Fig. 5. Pristine graphene (left panel), 3 min of plasma exposure (central panel) and after thermal annealing at 500°C (right panel): (a) background subtracted HR-ARPES spectra in p (left) and s (right) polarization, respectively, recorded with photon energy of 31 eV and centred at the Dirac cone region (vertical dashed line at 1.703 Å-1); (b) MDC cuts corresponding to the reported énergies: black dots are the raw data, red lines are the Lorentzian fit curves; (c) maxima of the MDCs (black dots) obtained from the fitting procedure and their linear fit (red lines).

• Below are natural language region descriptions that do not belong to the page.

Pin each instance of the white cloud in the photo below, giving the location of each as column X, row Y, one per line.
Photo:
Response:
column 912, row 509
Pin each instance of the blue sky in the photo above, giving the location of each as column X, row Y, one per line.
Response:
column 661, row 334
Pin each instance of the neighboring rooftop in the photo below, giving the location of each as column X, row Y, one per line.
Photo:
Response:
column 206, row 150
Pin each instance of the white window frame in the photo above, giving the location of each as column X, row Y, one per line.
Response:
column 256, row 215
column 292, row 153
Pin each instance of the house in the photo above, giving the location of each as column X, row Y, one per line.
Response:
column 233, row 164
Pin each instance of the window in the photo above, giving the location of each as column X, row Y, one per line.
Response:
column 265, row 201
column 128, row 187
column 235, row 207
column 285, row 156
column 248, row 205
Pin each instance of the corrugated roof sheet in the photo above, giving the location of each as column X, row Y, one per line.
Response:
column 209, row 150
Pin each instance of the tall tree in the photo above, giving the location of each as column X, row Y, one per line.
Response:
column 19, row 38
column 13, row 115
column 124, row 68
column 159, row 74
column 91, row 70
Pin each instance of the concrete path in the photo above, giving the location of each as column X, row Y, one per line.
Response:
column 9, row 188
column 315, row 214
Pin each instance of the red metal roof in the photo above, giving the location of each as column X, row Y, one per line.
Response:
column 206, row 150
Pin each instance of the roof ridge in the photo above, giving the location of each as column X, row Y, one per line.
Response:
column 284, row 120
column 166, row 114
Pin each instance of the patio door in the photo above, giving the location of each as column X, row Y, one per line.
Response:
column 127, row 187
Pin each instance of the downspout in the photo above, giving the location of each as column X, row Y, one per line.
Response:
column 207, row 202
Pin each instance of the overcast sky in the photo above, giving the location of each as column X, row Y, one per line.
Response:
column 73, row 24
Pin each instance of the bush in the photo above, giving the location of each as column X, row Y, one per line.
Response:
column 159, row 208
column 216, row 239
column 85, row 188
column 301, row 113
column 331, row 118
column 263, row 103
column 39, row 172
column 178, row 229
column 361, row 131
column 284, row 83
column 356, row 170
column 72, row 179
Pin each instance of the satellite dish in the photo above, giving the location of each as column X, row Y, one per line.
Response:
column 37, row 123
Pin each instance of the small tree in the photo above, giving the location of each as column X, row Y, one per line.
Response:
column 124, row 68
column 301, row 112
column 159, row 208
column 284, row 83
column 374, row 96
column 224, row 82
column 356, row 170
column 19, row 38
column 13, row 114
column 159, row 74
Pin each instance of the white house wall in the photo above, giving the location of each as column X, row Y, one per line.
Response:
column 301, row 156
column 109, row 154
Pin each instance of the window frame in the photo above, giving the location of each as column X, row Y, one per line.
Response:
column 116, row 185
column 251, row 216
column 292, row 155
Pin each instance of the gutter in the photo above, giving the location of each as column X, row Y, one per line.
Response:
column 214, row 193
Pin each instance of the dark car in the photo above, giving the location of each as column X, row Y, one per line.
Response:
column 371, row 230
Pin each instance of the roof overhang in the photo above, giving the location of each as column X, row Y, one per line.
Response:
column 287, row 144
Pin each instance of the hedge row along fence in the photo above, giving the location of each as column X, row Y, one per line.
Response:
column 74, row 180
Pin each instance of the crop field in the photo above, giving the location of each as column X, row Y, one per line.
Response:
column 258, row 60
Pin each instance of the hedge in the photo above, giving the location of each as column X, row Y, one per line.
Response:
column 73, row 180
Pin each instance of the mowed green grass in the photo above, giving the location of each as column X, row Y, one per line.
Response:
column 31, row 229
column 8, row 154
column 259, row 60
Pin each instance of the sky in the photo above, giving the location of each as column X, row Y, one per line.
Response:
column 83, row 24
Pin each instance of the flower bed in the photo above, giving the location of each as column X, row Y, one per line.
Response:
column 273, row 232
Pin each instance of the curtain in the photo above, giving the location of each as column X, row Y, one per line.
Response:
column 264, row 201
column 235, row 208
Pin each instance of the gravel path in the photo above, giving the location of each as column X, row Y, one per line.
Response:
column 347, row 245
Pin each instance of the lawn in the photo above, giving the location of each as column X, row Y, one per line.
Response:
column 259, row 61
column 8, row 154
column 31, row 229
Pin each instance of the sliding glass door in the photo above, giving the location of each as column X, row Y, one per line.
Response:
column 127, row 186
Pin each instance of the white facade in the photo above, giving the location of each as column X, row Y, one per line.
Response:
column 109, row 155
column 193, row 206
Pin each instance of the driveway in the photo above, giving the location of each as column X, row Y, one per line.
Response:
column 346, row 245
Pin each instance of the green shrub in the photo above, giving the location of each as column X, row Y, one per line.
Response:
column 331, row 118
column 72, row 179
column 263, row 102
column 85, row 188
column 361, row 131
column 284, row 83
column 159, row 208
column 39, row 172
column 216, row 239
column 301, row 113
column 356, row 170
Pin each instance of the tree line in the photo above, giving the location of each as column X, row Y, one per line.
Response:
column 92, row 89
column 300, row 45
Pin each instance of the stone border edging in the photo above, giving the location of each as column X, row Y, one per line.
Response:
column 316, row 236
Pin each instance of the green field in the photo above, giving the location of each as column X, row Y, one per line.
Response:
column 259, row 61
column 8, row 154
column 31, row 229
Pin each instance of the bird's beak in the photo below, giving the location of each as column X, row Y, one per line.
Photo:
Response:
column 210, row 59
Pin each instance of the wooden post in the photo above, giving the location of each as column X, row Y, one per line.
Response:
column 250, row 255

[1] A. Felten, B. Flavel, L. Britnell, A. Eckmann, P. Louette, J.-J. Pireaux, M. Hirtz, R. Krupke, C. Casiraghi, Single and double-sided chemical functionalization of bilayer graphene, 2013, Small, 9, 631-639.

[2] A. Felten, A. Eckmann, R. Krupke, J.-J. Pireaux and C. Casiraghi, Controlled modification of mono- and bilayer graphene in O2, H2 and CF4 plasmas, Nanotechnology, 2013, 24, 355705.

[3] F. Joucken, Y. Tison, J. Lagoute, J. Dumont, D. Cabosart, B. Zheng, V. Repain, C. Chacon, Y. Girard, A. R. Botello-Méndez, S. Rousset, R. Sporken, J.-C. Charlier, L. Henrard, 2012, Physical Review B, 85, 161408.

[4] M. Scardamaglia, B. Aleman, M. Amati, C. Ewels, P. Pochet, N. Reckinger, J.-F. Colomer, T. Skaltsas, N. Tagmatarchis, R. Snyders, L. Gregoratti, C. Bittencourt, 2014, Carbon, 73, 371-381.

[5] M. Scardamaglia, C. Struzzi, S. Osella, N. Reckinger, J.-F. Colomer, L. Petaccia, R. Snyders, D. Beljonne, C. Bittencourt, 2016, 2D Materials, 3, 011001.